Saudara-saudaraku, Islam sudah banyak disampaikan oleh aneka teori dan dalil. Begitu agung dan indah. Yang dibutuhkan sekarang adalah, mana pribadi-pribadi yang indah dan agung itu ? Mari, kita jadikan diri kita sebagai bukti keindahan Islam, walau secara sederhana.  Alangkah indahnya wajah yang jernih, ceria, senyum yang tulus dan ikhlas, membahagiakan siapapun. Betapa nyamannya suasana saat salam hangat ditebar, saling mendo’akan, menyapa dengan ramah, lembut, dan penuh perhatian. Alangkah agungnya pribadi kita, jika penampilan kita selalu sopan dengan siapapun dan dalam kondisi bagaimana pun. Betapa nikmatnya dipandang, jika pribadi kita santun, mau mendahulukan orang lain, rela mengalah dan memberikan haknya, lapang dada, pemaaf yang tulus dan ingin membalas keburukan dengan kebaikan serta kemuliaan. Ikhlaskan kehidupan hanya kepada Allah jua, karena Dia-lah yang akan membalas setiap perbuatan manusia. Termasuk juga baik buruknya perilaku yang diterima dari orang-orang yang berada disekitar kita, karena Allah Maha Tahu akan semui itu. Seperti yang disampaikan Allah SWT dan juga dalam sabda Rasul-Nya, bahwa sebesar biji zarah pun amal perbuatan manusia akan mendapatkan balasannya di akhirat nanti..karena itu tidak heran juga jika banyak orang yang mengatakan hidup ini ibarat bercocok tanam. Siapa yang menuai benih yang baik, memupuk dan menyiramnya hingga tumbuh subur, maka ia pula yang akan mendapatkan hasil yang baik pula. Begitupun dengan segala hal yang diperbuat manusia selama kehidupannya di akhirat ini, kelak akan mendapatkan balasannya di akhirat.

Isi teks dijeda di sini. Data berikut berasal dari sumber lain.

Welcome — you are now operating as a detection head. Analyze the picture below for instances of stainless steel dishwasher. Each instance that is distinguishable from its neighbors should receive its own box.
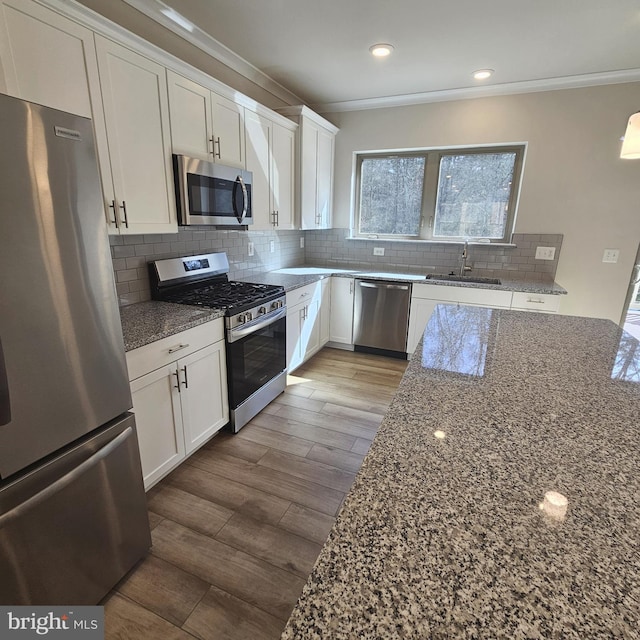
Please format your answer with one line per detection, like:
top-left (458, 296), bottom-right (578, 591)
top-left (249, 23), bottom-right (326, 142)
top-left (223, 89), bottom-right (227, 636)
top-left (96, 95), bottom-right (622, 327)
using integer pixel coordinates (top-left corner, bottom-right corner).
top-left (353, 279), bottom-right (411, 358)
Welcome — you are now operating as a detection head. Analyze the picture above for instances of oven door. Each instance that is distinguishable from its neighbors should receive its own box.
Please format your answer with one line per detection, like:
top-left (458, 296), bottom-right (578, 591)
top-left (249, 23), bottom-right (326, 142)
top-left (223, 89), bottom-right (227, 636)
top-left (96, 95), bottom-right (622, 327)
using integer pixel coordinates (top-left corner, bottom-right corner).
top-left (227, 307), bottom-right (287, 410)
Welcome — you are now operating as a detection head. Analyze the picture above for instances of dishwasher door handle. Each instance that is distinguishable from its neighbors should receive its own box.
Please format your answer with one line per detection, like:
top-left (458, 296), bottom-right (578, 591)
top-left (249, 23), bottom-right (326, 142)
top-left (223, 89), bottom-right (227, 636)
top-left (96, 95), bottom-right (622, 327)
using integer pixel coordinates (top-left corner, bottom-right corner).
top-left (358, 280), bottom-right (409, 291)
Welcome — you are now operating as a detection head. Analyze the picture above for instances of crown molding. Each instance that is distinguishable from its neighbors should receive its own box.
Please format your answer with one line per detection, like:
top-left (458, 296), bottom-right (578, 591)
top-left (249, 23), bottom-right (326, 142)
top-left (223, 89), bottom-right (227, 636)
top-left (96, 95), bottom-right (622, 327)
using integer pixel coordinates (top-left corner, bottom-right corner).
top-left (311, 69), bottom-right (640, 113)
top-left (123, 0), bottom-right (304, 104)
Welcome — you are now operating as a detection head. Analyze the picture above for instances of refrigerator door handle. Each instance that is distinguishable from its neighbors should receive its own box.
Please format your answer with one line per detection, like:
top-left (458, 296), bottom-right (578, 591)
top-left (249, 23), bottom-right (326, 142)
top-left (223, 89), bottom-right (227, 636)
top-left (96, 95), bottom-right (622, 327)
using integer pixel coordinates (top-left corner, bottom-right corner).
top-left (0, 339), bottom-right (11, 427)
top-left (0, 427), bottom-right (133, 529)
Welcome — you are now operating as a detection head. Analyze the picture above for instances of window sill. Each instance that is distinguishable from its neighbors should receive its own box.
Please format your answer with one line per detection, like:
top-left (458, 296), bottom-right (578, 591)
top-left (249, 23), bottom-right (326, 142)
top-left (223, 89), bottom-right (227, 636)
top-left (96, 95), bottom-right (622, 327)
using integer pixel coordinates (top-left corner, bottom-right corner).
top-left (345, 236), bottom-right (518, 248)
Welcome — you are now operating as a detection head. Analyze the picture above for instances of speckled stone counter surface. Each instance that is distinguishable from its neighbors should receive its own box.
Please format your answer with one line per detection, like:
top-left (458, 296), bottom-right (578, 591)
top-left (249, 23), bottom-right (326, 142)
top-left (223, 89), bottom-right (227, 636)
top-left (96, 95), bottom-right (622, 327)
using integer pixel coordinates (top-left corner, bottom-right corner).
top-left (242, 265), bottom-right (567, 295)
top-left (282, 305), bottom-right (640, 640)
top-left (120, 301), bottom-right (224, 351)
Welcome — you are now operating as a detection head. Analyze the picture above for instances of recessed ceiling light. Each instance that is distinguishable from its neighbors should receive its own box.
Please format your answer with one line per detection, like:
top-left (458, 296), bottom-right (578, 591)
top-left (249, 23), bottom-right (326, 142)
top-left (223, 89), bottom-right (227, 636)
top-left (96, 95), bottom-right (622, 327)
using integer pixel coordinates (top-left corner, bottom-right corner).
top-left (369, 42), bottom-right (393, 58)
top-left (473, 69), bottom-right (493, 80)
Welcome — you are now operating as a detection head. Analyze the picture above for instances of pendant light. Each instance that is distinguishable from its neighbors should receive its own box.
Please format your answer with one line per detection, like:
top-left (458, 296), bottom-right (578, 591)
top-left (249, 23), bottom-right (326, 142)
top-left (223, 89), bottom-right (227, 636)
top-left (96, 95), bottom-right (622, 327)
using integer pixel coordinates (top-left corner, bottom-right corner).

Berkaitan dengan hal itu pulalah, maka umat Islam dituntut untuk mencipatakan pribadinya sebagai jiwa yang memiliki kewibawaan dengan atribut 5 S ini; Senyum, salam, sapa, sopan, dan santun.

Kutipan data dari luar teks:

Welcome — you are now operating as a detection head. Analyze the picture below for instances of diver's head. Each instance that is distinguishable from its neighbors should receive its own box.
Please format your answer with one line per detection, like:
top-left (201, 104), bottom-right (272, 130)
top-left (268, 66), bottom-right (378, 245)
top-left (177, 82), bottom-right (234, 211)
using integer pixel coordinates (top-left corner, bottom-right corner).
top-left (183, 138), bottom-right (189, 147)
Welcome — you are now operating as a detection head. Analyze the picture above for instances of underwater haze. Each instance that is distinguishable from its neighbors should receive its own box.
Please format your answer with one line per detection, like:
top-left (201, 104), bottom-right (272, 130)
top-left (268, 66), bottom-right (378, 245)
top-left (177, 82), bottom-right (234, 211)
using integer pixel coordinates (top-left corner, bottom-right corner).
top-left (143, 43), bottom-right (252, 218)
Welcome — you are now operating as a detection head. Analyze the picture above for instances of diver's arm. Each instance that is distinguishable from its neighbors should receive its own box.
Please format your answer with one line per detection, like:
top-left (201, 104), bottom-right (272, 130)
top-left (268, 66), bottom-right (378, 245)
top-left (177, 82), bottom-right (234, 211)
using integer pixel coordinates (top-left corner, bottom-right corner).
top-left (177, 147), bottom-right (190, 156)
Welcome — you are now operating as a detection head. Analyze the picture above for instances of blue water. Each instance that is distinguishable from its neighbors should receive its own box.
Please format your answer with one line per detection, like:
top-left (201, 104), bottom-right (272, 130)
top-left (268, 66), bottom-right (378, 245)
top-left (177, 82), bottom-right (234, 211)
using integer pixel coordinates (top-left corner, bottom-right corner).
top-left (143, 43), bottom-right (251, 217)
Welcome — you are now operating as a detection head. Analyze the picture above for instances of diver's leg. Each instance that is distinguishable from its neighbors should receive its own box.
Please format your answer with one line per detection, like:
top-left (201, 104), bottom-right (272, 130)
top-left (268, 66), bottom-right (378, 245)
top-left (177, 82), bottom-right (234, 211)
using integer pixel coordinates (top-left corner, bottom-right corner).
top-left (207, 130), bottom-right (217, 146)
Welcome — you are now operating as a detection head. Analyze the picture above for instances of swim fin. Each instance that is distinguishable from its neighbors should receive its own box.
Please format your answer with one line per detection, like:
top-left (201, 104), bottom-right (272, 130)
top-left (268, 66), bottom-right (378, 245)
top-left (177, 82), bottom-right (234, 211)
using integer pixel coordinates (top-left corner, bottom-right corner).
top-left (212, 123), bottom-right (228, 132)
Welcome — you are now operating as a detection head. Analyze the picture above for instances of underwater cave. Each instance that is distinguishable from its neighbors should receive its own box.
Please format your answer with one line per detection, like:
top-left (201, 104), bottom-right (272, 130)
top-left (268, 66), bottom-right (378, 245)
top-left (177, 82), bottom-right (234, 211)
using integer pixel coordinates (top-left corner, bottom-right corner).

Saudaraku, Insya Allah. Andai diri kita sudah berjuang untuk berperilaku lima S ini, semoga kita termasuk dalam golongan mujahidin dan mujahidah yang akan mengobarkan kemuliaan Islam sebagaimana dicita-citakan Rasulullah SAW, Innama buitsu liutammina makarimal akhlak,”Sesungguhnya aku diutus ke bumi ini untuk menyempurnakan kemuliaan akhlak.”